"If Muni started selling their own stuff, I'd be the first one to buy it," promises blogger and T-shirt maker Greg Dewar, whose "The N is Near" shirt gives San Franciscans the chance to show off their love-hate relationship with slow Muni service. Walter Koning, who sells Muni swag through Cafe Press, thinks that if Muni were to sell its own shirts, it'd be "a winner."
But unlike the New York Metropolitan Transportation Agency (MTA), Muni has never peddled official merchandise, much to the dismay of transit nerds and S.F. expats. Even the Muni drivers do their own shopping — many have been spotted wearing Muni beanies sold by Upper Playground.
Recently the SF Municipal Transportation Agency (SFMTA) realized it was missing out and started a formal licensing process and negotiations with a vendor to create official Muni merch.
What does the cash-strapped SFMTA stand to gain? According to Aaron Donovan, spokesman for the New York MTA, merchandise sales in New York bring in roughly $3.5 million a year, $500,000 of which comes from licensing agreements, which require independent vendors to pay MTA 10 to 15 percent of their net proceeds.
The Massachusetts Bay Transportation Agency (MBTA) in Boston opened an online gift store last June, selling shirts, cufflinks, and shower curtains emblazoned with the T logo. "We had some serious budgeting concerns," says Rose Yates, MBTA's deputy director of marketing, "and it seemed like a win-win situation." By contract, the vendor guarantees a minimum of $500,000 per year.

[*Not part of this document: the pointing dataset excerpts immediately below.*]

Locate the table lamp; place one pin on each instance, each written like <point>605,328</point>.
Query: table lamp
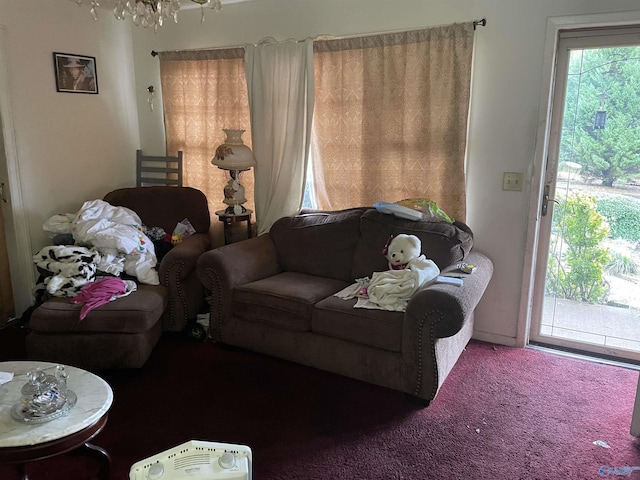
<point>235,156</point>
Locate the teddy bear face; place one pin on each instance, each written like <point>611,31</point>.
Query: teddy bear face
<point>402,249</point>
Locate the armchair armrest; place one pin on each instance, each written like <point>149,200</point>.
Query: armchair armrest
<point>178,273</point>
<point>222,269</point>
<point>182,258</point>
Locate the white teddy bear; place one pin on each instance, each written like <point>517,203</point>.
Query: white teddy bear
<point>401,249</point>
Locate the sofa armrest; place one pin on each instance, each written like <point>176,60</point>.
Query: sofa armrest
<point>445,307</point>
<point>181,259</point>
<point>438,324</point>
<point>222,269</point>
<point>177,272</point>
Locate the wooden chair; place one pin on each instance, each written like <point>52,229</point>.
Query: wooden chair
<point>158,170</point>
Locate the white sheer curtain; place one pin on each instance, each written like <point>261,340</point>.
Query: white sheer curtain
<point>281,94</point>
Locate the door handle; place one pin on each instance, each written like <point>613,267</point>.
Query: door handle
<point>545,200</point>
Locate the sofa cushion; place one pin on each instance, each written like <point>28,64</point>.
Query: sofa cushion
<point>136,313</point>
<point>284,300</point>
<point>337,318</point>
<point>442,242</point>
<point>320,243</point>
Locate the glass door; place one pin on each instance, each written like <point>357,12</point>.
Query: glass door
<point>587,292</point>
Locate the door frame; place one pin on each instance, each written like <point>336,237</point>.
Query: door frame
<point>15,218</point>
<point>532,248</point>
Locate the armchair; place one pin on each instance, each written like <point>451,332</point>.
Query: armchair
<point>122,333</point>
<point>164,207</point>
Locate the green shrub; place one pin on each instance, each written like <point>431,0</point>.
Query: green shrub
<point>576,258</point>
<point>621,265</point>
<point>623,216</point>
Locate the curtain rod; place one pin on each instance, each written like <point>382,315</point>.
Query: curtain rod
<point>476,23</point>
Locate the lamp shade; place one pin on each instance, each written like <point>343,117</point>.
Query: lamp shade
<point>233,154</point>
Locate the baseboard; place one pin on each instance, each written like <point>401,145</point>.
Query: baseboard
<point>495,338</point>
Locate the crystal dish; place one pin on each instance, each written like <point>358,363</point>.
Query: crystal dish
<point>24,413</point>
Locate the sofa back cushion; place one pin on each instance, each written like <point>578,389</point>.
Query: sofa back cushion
<point>442,242</point>
<point>164,206</point>
<point>318,243</point>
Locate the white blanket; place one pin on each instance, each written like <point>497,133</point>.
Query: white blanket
<point>115,232</point>
<point>392,289</point>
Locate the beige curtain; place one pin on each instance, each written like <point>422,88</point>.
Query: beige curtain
<point>202,93</point>
<point>390,117</point>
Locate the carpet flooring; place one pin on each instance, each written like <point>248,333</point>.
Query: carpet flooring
<point>503,413</point>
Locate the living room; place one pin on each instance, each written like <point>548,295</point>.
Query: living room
<point>64,149</point>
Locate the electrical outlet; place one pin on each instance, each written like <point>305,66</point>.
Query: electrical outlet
<point>513,181</point>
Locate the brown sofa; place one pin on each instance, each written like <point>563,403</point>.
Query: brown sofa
<point>123,333</point>
<point>275,294</point>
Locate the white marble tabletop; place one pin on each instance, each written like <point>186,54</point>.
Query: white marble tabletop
<point>94,400</point>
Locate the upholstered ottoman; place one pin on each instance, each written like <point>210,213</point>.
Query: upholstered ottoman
<point>119,334</point>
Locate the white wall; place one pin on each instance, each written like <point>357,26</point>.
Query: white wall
<point>504,111</point>
<point>69,147</point>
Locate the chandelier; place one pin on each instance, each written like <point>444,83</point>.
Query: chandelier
<point>150,13</point>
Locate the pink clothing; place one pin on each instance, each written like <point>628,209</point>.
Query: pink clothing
<point>98,293</point>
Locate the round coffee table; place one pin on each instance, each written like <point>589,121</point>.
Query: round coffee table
<point>21,443</point>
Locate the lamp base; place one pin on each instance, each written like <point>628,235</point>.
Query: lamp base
<point>235,210</point>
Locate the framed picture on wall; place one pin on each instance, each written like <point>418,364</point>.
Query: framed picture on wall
<point>75,73</point>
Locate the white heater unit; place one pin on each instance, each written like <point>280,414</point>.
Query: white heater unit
<point>196,460</point>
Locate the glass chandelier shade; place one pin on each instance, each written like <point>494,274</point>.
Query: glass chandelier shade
<point>149,13</point>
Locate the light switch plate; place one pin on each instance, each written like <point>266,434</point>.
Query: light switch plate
<point>513,181</point>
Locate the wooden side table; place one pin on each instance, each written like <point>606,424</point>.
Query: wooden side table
<point>230,219</point>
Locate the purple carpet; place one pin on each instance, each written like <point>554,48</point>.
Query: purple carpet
<point>503,413</point>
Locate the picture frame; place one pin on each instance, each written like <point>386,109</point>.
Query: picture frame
<point>75,73</point>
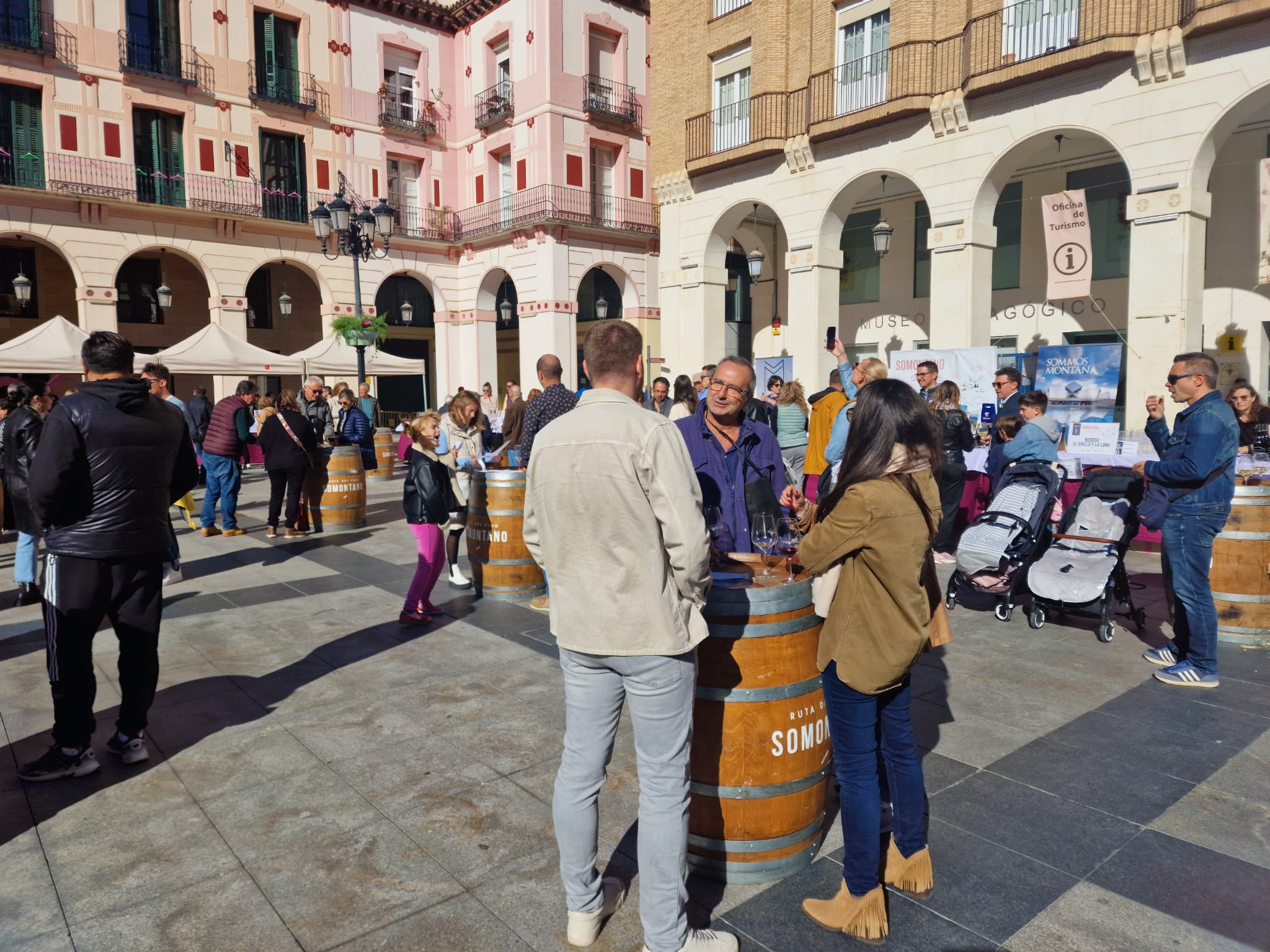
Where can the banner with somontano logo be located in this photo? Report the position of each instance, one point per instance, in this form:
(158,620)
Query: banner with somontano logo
(1068,252)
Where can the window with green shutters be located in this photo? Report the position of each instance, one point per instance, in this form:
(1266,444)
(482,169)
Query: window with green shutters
(859,280)
(156,150)
(277,58)
(22,138)
(1009,221)
(282,177)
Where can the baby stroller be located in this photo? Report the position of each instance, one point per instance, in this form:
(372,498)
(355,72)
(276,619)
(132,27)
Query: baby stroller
(1082,571)
(1008,536)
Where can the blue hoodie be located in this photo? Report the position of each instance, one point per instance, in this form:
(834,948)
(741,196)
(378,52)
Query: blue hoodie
(1037,441)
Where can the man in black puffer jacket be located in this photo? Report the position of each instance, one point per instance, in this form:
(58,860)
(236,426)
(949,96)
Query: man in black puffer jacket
(112,459)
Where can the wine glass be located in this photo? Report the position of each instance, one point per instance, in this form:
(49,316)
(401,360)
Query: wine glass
(786,544)
(763,536)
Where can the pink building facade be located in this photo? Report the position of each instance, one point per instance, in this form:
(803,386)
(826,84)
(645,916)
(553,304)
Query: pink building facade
(182,143)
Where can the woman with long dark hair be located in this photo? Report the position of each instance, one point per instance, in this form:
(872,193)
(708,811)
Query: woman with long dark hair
(685,398)
(958,438)
(878,522)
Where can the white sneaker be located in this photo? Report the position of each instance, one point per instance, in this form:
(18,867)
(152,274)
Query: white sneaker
(708,941)
(585,927)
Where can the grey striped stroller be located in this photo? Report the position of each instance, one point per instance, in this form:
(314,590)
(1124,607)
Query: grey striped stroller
(1006,537)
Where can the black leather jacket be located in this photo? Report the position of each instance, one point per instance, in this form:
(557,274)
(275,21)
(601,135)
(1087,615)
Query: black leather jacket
(22,431)
(958,436)
(112,459)
(429,495)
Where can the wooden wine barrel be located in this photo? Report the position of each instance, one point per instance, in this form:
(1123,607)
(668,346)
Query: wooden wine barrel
(337,490)
(1241,569)
(502,566)
(761,752)
(385,452)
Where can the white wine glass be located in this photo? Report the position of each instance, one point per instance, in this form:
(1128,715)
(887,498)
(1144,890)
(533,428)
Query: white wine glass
(763,536)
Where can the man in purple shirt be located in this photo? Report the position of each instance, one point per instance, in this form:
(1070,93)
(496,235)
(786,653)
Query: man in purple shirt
(729,450)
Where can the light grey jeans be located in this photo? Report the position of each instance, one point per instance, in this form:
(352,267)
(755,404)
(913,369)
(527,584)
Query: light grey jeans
(660,692)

Back here, independent vendors have achieved success with Muni merchandise, so the SFMTA might have a chance, too.
Koning sells Muni apparel modeled after the popular New York MTA shirts, which feature a route's number or letter in a circle with its name underneath. In 2010, the New York MTA went after another San Franciscan making similar shirts, claiming that any apparel featuring letters inside circles violated its copyright. (MTA dropped its complaint after the resulting media furor.)
The Muni squiggle is also copyrighted, but the SFMTA has never bothered to chase the likes of Koning and Dewar, and has only started considering it now.
So why is Muni late to the licensing party? "It's something that we had to do thoroughly to make sure the process is done correctly," spokesman Paul Rose says.
Rose couldn't tell us when we could start decking ourselves out in Muni gear. The question, then: Which will come first, official Muni shirts or the Central Subway?